Many labor issues are effectively on hold due to the breakdown of the talks. The staff union had wanted to address concerns over the UN’s the growing reliance on private security contractors in its military missions. Unions were also demanding “better protection for whistleblowers” and stronger oversight mechanisms, and “a workable screening system” to prevent agencies from employing people convicted of war crimes and other human rights violations.

Critics have stressed the irony that the UN’s own humanitarian campaigns often cite labor rights and collective bargaining as part of its founding human rights principles. (By contrast, the staff of the International Labour Organization, the global labor-rights monitoring body, is unionized with collective bargaining.)

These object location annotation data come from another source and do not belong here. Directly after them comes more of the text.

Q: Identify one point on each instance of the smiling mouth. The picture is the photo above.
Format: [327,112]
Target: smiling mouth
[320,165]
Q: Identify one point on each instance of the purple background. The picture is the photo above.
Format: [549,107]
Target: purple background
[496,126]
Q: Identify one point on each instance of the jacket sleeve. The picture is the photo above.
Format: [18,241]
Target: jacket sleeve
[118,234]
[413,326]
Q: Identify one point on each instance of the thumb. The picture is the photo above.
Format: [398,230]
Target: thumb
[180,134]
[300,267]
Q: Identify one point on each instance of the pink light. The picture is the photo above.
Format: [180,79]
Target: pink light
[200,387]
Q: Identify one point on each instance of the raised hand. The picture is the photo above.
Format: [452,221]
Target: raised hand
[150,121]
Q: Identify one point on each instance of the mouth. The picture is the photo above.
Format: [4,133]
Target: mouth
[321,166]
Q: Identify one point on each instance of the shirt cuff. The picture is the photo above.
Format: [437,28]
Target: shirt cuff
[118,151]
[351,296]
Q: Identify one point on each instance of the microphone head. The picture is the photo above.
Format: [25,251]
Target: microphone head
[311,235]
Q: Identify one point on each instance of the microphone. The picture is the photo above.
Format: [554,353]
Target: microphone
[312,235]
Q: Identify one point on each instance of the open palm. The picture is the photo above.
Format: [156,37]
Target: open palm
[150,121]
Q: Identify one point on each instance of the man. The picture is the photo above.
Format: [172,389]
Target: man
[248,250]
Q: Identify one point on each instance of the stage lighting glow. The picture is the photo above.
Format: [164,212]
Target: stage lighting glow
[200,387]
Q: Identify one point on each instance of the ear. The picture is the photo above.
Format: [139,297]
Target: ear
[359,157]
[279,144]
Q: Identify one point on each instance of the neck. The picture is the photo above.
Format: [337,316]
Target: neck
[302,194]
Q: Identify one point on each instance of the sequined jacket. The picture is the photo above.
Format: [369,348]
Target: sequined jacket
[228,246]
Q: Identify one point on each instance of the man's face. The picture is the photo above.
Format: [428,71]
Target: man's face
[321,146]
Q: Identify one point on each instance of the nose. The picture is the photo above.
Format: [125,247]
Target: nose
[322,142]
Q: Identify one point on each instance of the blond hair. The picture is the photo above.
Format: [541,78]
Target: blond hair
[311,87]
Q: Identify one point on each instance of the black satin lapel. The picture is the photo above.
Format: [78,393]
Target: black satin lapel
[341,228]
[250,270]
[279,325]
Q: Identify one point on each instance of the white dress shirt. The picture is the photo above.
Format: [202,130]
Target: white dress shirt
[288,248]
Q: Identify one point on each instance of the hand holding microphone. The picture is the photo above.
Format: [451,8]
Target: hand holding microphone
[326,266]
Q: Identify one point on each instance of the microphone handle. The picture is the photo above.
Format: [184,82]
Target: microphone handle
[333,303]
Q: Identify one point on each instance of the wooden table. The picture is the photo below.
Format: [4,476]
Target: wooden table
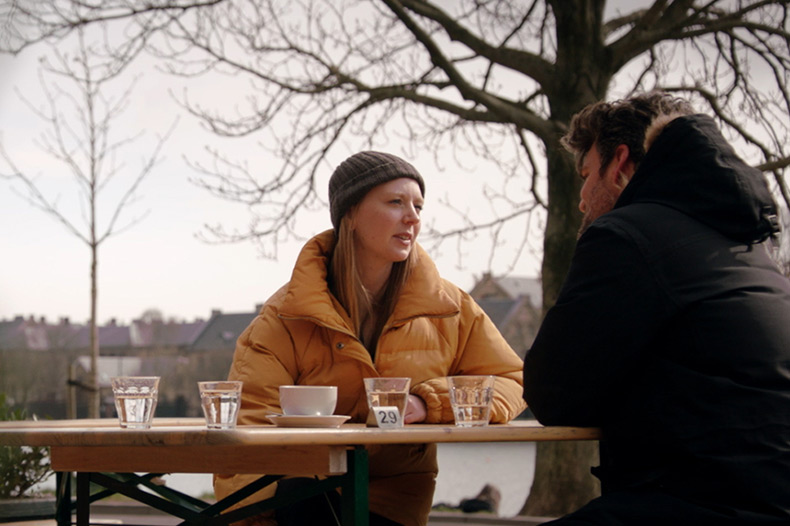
[94,449]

The anti-union shift at the UN seems to run counter to its outspoken stance on labor rights in the private sector, such as its recent criticism of Bangladesh’s weak worker protections following the Rana Plaza factory disaster. The UN Global Compact, an initiative that advises businesses on human rights issues, proclaims that “Businesses should uphold the freedom of association and the effective recognition of the right to collective bargaining.”

The union representatives lay out their position here. And although the union-busting move has been little noted by U.S. media — or major unions, for that matter — it has been denounced by the British Trades Union Congress.

—Posted by Scott Martelle.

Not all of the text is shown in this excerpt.